Когда Линда тоже пошла в школу, мне вверили заботу о ней: переводить ее через мост над рекой Скулкилл, всегда и везде держать ее за руку. Когда зимой кружила вьюга, мы пробирались по мосту, вцепившись друг в друга, страшась порывов ветра. Ну разве могла я поделиться с невинной сестрой своими мучительными переживаниями? Мало мне было зависти, страшного греха, – я еще и стала мелкой воровкой. По ночам чувствовала: брошка тут, рядом, и серьезность проступка в моем понимании нарастала. Я боялась, что брошка восстанет из-под половиц, глянет укоряюще: фигурка в юбке с воланами, на серебряных коньках.

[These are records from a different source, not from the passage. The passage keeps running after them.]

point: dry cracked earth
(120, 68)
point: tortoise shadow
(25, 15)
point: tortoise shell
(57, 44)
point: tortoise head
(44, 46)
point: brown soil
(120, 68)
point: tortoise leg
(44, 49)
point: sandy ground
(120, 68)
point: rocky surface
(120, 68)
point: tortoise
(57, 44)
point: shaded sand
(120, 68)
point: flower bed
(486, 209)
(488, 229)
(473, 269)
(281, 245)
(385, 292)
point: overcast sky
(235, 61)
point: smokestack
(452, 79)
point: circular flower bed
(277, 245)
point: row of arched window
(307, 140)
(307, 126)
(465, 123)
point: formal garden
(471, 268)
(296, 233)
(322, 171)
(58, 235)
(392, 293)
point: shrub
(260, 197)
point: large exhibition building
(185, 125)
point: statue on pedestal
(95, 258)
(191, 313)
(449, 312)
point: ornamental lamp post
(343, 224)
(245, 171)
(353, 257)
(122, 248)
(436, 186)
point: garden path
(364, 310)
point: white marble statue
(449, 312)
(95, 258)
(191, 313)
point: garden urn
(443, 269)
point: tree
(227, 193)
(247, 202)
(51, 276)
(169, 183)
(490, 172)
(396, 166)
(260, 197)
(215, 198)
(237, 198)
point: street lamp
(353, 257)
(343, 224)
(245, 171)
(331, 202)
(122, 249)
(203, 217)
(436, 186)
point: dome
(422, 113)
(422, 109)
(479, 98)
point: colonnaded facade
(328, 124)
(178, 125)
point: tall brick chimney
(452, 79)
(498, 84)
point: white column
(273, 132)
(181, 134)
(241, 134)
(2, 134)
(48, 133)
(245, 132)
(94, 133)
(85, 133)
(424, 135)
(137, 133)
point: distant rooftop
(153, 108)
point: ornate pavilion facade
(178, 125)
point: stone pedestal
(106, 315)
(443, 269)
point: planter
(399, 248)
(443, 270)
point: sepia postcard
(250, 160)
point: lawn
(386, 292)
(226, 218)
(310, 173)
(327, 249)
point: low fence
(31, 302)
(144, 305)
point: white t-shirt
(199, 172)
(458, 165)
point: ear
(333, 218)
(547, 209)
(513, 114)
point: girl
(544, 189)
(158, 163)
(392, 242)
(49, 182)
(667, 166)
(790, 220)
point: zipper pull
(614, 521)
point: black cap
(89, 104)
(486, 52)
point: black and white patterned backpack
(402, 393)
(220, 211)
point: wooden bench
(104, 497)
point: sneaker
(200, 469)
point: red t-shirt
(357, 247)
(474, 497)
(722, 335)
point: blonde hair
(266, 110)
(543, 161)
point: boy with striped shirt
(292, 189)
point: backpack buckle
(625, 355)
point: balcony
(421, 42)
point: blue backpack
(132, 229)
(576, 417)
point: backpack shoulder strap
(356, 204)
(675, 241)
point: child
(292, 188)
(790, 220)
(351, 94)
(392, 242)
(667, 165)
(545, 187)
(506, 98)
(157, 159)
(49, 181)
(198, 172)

Несколько дней я невольно поднимала глаза к окну Стефани: мерещилось, что она меня зовет. Решила сознаться – не втихую подложить брошку в шкатулку, а чистосердечно признаться. Положила брошку в карман, постучалась к Хольтам. Нервно дожидалась, пока откроют. Открыла ее мать, сказала: “Приходи на днях, сегодня нельзя”. На следующий день я опять пришла. Мать Стефани, чем-то обеспокоенная, рассеянно глянула на меня и снова сказала, что Стефани не в состоянии принимать гостей. Я угрюмо поплелась домой; брошка, завернутая в салфетку, осталась в моем кармане. Несколько дней спустя, после уроков, я еще раз сунулась к Стефани. На сей раз мне не открыли, и я ушла, растерянная, с ощущением, что от меня отгородились. Снова убрала замусоленную салфетку с печальной контрабандой под половицы. Пришел февраль, и сурок увидел свою тень.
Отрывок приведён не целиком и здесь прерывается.